You may want to make sure that all the information shared by the former employee in private chats and channels stays intact. You might need it for legal reasons and for smoother transfer of knowledge and responsibilities to a new hire.

At the same time, people tend to delete their conversations before leaving an organization, creating quite a headache for the IT department.

However, there’s a way to preserve this data even if users delete their conversations. To better understand this process let’s first figure out where all the information shared in Teams is stored.

Private chats

All the messages shared in private chats, as well as call detail records, are automatically stored in a hidden folder in the inbox of each user involved in the conversation. Attachments are shared in OneDrive of the sender. The same goes for chat and files shared during meetings.

Even if a user deleted messages from a chat, they would still be stored in OneDrive trash folder. However, once it’s emptied the information will be almost impossible to recover.

You can archive your former employee’s OneDrive and inbox to be able to process all their shared files and conversations.

Channel conversations

All the conversations shared in Teams channels are stored in the team inbox which can also be archived. All the attachments to channel posts are shared in SharePoint drive created for this team.

Here you can learn more about where your data is stored in Teams.

To make sure all the messages and files shared by a user are backed up, you can enable data retention measures. If a chat message retention policy is applied, a copy of a deleted message will still be saved and can be found in Teams search or eDiscovery.

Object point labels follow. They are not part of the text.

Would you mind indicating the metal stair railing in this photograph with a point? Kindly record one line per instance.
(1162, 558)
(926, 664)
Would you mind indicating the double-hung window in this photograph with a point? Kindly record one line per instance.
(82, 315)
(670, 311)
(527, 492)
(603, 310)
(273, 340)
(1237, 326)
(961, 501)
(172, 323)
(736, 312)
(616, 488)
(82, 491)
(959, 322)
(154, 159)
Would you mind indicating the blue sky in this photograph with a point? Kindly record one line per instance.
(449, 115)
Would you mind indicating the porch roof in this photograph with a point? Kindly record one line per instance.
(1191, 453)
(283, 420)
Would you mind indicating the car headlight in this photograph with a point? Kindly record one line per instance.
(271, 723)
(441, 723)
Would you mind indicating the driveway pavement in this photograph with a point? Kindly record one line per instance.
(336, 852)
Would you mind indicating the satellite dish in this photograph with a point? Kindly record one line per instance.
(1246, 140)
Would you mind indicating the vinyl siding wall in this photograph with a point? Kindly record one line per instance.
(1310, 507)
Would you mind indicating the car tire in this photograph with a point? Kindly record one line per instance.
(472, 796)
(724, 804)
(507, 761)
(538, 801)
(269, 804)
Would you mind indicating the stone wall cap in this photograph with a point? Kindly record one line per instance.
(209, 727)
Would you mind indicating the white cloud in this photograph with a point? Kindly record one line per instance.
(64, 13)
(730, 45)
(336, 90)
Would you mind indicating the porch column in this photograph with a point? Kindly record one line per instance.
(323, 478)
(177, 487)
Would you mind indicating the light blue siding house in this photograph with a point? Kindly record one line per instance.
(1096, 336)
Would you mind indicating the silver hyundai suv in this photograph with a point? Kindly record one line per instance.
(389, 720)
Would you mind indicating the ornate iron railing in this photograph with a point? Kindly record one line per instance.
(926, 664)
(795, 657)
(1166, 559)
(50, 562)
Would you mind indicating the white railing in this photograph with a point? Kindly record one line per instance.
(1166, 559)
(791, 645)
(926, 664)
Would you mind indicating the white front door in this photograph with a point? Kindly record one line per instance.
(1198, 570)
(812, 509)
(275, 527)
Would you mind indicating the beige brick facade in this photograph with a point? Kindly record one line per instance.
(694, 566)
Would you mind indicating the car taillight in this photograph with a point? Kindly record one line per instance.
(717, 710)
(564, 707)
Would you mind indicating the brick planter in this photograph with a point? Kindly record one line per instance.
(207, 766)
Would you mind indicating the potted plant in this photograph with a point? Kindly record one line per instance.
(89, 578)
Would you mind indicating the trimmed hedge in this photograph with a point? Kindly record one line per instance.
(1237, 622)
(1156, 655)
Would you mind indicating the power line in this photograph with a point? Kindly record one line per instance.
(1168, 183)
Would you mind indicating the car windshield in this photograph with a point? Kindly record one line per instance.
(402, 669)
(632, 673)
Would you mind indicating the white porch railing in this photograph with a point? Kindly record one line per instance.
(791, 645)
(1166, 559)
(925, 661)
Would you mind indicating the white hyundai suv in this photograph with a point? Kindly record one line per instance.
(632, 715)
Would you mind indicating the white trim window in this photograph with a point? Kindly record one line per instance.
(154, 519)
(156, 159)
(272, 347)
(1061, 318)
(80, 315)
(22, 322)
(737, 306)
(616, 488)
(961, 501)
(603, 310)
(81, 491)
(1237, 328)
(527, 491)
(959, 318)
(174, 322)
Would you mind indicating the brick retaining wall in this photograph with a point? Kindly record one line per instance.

This way, you can make sure Teams admins can access a former employee’s chat and channel messages.

You can also set up archiving and deletion policy that automatically moves items to a user’s archive mailbox and then deletes them after a certain period. This will ensure key information stays protected even if a user deletes files and conversations.

You may also consider using third-party backup tools for additional protection of your organizational data.

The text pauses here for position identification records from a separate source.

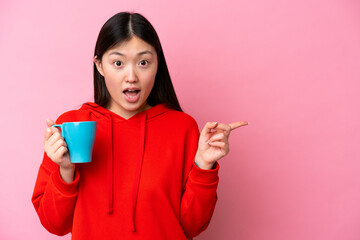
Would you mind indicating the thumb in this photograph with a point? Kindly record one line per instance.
(49, 122)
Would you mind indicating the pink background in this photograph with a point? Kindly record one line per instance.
(290, 68)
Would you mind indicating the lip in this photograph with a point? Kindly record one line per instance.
(131, 88)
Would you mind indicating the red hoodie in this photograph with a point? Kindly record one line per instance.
(142, 182)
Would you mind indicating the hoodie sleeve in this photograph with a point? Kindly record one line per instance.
(199, 191)
(54, 200)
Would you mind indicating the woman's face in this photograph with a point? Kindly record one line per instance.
(129, 70)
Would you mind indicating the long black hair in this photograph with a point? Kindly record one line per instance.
(122, 27)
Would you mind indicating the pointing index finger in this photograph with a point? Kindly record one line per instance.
(237, 124)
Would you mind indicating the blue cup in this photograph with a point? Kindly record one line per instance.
(80, 138)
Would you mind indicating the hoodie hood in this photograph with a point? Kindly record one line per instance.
(140, 119)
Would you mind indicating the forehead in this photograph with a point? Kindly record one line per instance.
(132, 46)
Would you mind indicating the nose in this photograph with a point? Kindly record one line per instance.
(131, 75)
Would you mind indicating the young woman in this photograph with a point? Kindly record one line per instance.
(152, 175)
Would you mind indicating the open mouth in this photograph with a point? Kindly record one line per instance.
(131, 95)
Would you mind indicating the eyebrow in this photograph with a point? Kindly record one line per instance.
(140, 53)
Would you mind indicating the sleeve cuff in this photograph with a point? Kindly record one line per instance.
(62, 186)
(205, 176)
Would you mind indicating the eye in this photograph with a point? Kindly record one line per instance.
(143, 62)
(117, 63)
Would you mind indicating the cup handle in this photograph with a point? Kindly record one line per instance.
(58, 126)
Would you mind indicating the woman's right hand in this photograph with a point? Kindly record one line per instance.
(56, 149)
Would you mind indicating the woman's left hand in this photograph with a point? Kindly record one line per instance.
(214, 143)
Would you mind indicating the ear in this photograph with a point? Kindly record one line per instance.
(98, 65)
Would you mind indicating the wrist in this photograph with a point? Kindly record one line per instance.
(202, 164)
(67, 174)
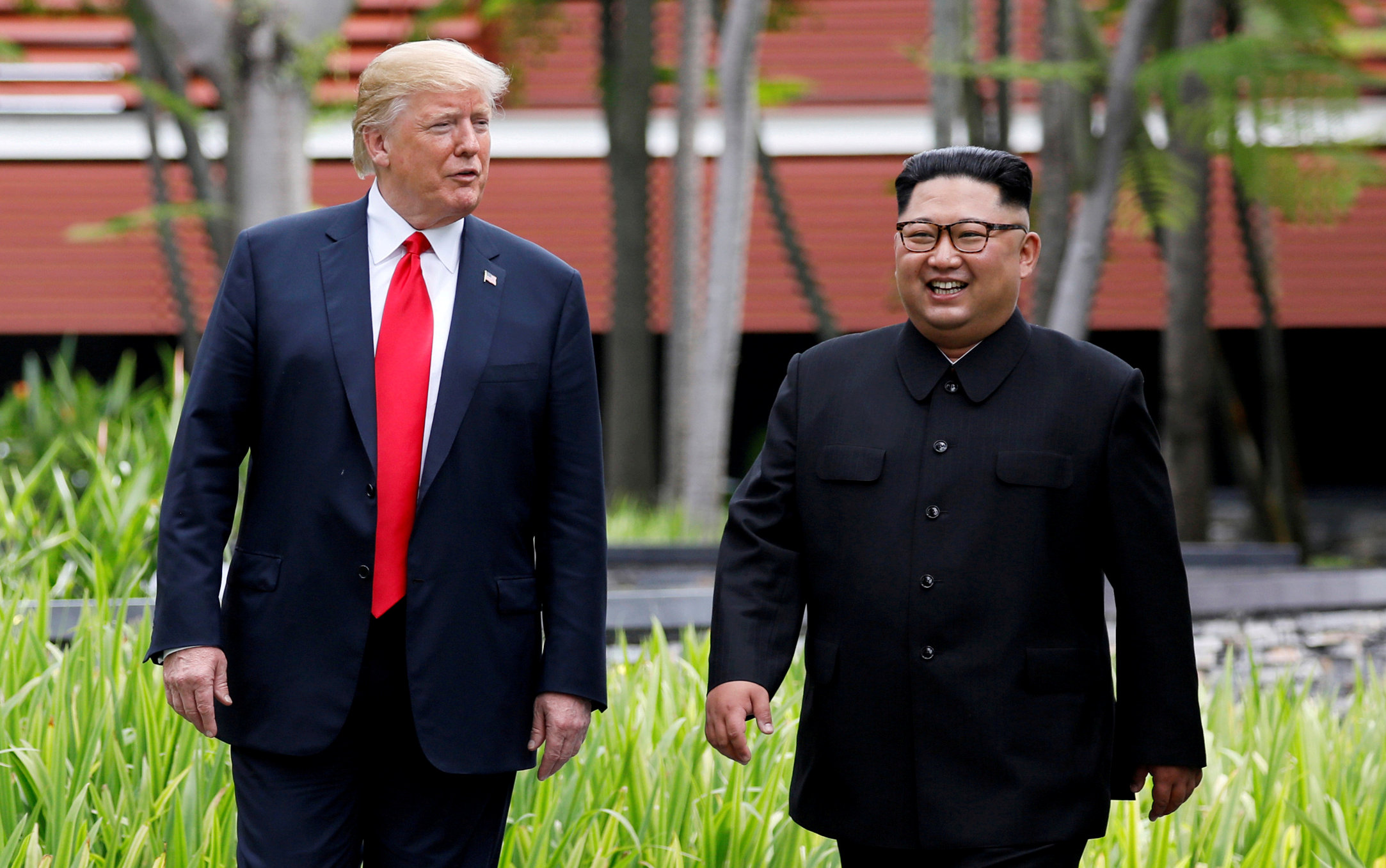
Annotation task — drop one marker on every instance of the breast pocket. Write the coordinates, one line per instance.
(254, 571)
(512, 373)
(1034, 468)
(840, 462)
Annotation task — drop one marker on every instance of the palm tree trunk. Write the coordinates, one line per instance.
(1285, 491)
(190, 333)
(687, 242)
(1058, 106)
(717, 355)
(947, 52)
(1088, 237)
(1187, 353)
(827, 324)
(632, 435)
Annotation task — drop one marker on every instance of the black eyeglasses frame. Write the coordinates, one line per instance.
(991, 228)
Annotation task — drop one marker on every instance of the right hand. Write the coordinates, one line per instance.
(191, 679)
(728, 708)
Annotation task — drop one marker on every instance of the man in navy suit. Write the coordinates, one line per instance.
(416, 600)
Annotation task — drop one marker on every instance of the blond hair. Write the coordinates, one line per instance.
(413, 67)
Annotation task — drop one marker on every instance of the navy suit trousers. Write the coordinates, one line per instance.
(372, 798)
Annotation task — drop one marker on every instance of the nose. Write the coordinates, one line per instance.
(944, 254)
(466, 140)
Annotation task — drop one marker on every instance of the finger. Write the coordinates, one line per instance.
(1138, 778)
(713, 729)
(738, 748)
(204, 709)
(537, 729)
(1159, 798)
(550, 761)
(1180, 794)
(761, 708)
(177, 701)
(219, 690)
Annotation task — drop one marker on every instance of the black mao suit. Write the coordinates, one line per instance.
(947, 529)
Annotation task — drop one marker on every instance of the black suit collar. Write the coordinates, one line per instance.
(979, 373)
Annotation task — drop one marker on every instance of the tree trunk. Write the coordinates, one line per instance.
(1001, 139)
(1088, 237)
(266, 170)
(827, 326)
(717, 355)
(251, 50)
(687, 242)
(190, 330)
(1059, 103)
(1187, 353)
(632, 436)
(1285, 492)
(157, 63)
(947, 52)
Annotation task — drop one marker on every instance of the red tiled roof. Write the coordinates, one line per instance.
(118, 287)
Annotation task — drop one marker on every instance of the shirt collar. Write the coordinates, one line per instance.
(987, 366)
(386, 230)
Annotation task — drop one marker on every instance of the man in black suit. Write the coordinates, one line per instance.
(418, 596)
(944, 498)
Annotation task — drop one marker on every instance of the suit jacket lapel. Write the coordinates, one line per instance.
(474, 315)
(346, 269)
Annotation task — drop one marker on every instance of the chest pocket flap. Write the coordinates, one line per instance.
(1033, 468)
(852, 462)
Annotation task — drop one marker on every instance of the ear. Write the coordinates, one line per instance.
(1029, 255)
(376, 147)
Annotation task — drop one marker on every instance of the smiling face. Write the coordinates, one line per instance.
(431, 162)
(957, 299)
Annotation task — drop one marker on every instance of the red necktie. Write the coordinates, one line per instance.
(404, 353)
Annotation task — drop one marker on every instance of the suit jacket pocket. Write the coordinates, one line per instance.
(1062, 670)
(1032, 468)
(821, 661)
(518, 594)
(255, 571)
(512, 373)
(850, 462)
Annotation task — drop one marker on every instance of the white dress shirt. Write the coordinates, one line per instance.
(386, 234)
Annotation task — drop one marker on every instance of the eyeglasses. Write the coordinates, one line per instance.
(968, 236)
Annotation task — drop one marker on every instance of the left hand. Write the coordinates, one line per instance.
(562, 722)
(1172, 785)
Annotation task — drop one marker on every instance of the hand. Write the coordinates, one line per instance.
(562, 722)
(1172, 785)
(728, 708)
(191, 679)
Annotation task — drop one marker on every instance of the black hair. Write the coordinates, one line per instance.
(1005, 171)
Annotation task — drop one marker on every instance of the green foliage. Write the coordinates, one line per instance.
(97, 770)
(81, 473)
(1278, 90)
(173, 103)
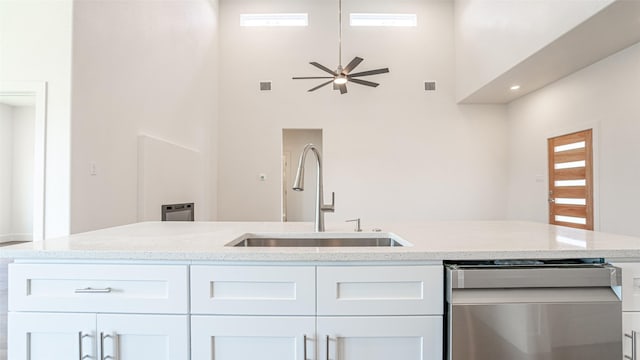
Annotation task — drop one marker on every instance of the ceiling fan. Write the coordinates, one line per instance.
(341, 76)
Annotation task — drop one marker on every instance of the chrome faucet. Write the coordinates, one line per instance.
(298, 185)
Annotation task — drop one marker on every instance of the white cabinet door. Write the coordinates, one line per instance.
(380, 338)
(49, 336)
(631, 332)
(143, 337)
(251, 338)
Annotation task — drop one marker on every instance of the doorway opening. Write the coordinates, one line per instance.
(298, 205)
(22, 161)
(571, 180)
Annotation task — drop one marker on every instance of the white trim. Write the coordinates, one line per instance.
(38, 89)
(15, 237)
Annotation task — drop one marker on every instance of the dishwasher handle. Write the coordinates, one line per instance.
(533, 277)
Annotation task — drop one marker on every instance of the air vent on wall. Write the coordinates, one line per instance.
(265, 85)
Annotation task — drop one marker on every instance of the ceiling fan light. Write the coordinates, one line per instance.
(340, 80)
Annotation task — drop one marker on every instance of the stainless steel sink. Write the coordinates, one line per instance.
(317, 240)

3. Ensure compliance with governance policies

Your former employee might be an owner of various teams in Microsoft Teams. If left without an owner, teams become orphaned, which complicates team collaboration.

If an active team has no owner, team members can’t add new users, create channels, and configure apps, therefore impeding the collaboration process.

Here are a few steps you can take to prevent this from happening:

1.Find out in what teams the former employee was an owner

You can find this information in the Microsoft 365 admin center. You will only see groups and team the user was member of. Then, you will need to manually review each of those teams.

You may also use some PowerShell scripting to extract orphan teams, or even use a dedicated third-party reporting solution.

2. See if there’s another owner

If the user wasn’t a single owner, you have nothing to worry about. In fact, the best practice is to have at least two active owners per team. This way, you will make sure that even if an employee leaves the organization there will not be any concerns over orphan teams.

3. Assign a new owner

If there’s no other owner, or just one owner left, assign new ones.

4. Remove the former user from the team (optional)

You may want to remove your former employee from the team entirely. However, this is an optional measure since after license revoking, they won’t be able to access Teams.